Jury selection begins in Sizemore trial

KEVIN HARVISON | Staff photoDevin Sizemore walks prepares to enter the Pittsburg County Courthouse on Monday, where jury trial selection later began in the first-degree murder case filed against him in the 2016 death of his toddler daughter, Emily Sizemore.

McALESTER, Okla. — Jury selection began Monday in the murder trial of Devin Sizemore, set for this week at the Pittsburg County Courthouse in McAlester — with several potential jurors excused following the first round of questioning.

Sizemore is accused of killing his toddler daughter, Emily Sizemore, on July 15, 2016. Law enforcement officers testified during the preliminary hearing in the case that they found the child floating that night in a pond in rural Krebs, with Devin Sizemore standing nearby in the pond water.

Devin Sizemore is also standing trial on a second felony charge accusing him of assault and battery on a police officer for allegedly striking then-Krebs police officer Jack Suter after officers arrived at the scene. Sizemore has pleaded innocent to both charges.

"We do anticipate this trial going from two to seven days," said Associate District Judge Tim Mills, who is presiding over the court proceedings. "I do not anticipate this trial going any longer than that, but there is that possibility," Mills added.

District 18 District Attorney Chuck Sullivan and Assistant District Attorney Amanda Self are prosecuting the case, while McAlester attorneys Mike Miller and Matthew Sheets comprising Sizemore's defense team.

The attorneys listened as the names of 33 prospective jurors were called out around 10:30 a.m. Monday. They were selected from an initial jury pool consisting of approximately 52 individuals.

As Mills began an initial round of questioning, several potential jurors said they knew defense attorney Miller, but they all said they thought they could still deliver a fair and impartial verdict. After Mills moved on, several more jurors raised their hands when asked if any of the attorneys or their law firms had ever done any work on their behalf.

Again, Mills moved on after the prospective jurors who had answered in the affirmative said they could still render an impartial verdict.
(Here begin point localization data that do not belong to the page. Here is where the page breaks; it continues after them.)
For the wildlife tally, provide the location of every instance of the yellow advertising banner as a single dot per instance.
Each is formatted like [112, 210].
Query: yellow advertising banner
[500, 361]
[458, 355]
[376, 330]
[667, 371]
When Mills asked if any of the prospective jurors had heard or read anything about the case, seven of them raised their hands. Mills called them each before the bench for individual questioning out of earshot of the other potential jurors. As a result, two of the seven potential jurors were excused. Another potential juror had been excused earlier, when it was established that she lived in McIntosh County. She said that although she lives in the Texanna area, she still gets her mail at her mother's house in Pittsburg County.

More jurors raised their hands when asked if they know any of the upcoming trial witnesses who names were included on the lengthy list of witnesses expected to testify at some point in the proceedings.

Mills called a lunch break around that time and told the prospective jurors to report back in the afternoon so the jury selection process could continue.

The trial is finally getting under way after the trial date was continued five times for various reasons. The Sept. 10 trial date marked the sixth time the trial has been scheduled to be heard in Pittsburg County District Court.